A second typical configuration for natural gas plants uses a turbo expander to reach cryogenic conditions for the recovery of the liquids from the natural gas. The inlet gas enters through an inlet separator and is cross-exchanged with the cold sales gas leaving the system. In this step, the temperature of the inlet gas is reduced to about -45.degree. F. The cold gas is passed through a turbo expander where it undergoes an isentropic expansion wherein it provides some energy recovery in a turbine. This expansion step reduces the temperature of the inlet gas to about -135.degree. F., depending on the operation of the system. The chilled gas is passed to a stabilization column and a liquids recovery system. In a plant with a turbo expander the recovery of ethane is significantly improved resulting in a sales gas which contains less than 1% of ethane and heavier hydrocarbons. The sales gas still contains a significant portion of inerts that have been carried through the system. Treatment of the sales gas to remove the inerts is often required to meet pipelines specifications before the sales gas is returned to the pipeline.
Another option for removing inert material from natural gas is to treat the raw natural gas at the wellhead before it reaches the pipeline or the natural gas plant. In some cases where the plant handles 15 MMSCFD comprising feed from 20 to 30 different wells, only some of the gas may contain significant amounts of nitrogen. Rather than construct a single large unit to remove nitrogen in the natural gas plant, it may be more economical to provide a smaller treatment facility to remove inerts from those particular wells where the inert concentration is highest. If the particular wells with the greatest amount of nitrogen amount to 25 to 40% of the total feed, this approach can result in significant operation cost savings by reducing the volume of gas required to be recompressed following the inert removal process.
The pressure history of the natural gas from the well head can provide a number of opportunities for the placement of this technology for maximum economic benefit. The movement of natural gas to the gas plant is accomplished by the compression at the well head to a pressure of 100-200 psia in order to gather the gas and send the gas to the natural gas plant. If the natural gas could be provided at a pressure of at least 100 psia, there would be sufficient pressure differential to operate the nitrogen removal process of this invention. More typically, the entire feed gas is supplied at a pressure range of from 220-250 psia, but this pressure is often reduced to 150 psia before it reaches the nitrogen removal process at the natural gas plant. Thus, if the gas could be treated before it reaches the natural gas plant at a lower pressure, there could be additional compression savings.

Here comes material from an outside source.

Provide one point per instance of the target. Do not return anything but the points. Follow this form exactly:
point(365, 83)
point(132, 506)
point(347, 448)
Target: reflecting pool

There are two approaches available in using a PSA process for the removal of nitrogen from natural gas. One approach employs a rate selective separation wherein the process takes advantage of the smaller kinetic diameter of nitrogen compared to methane to selectively adsorb the nitrogen into a molecular sieve, particularly a carbon molecular sieve. A number of U.S. patents (U.S. Pat. Nos. 4,578,089 and 4,376,640) claim the use of this approach for natural gas and air separation. The process of the current invention uses an equilibrium selective separation wherein methane adsorption is favored over nitrogen.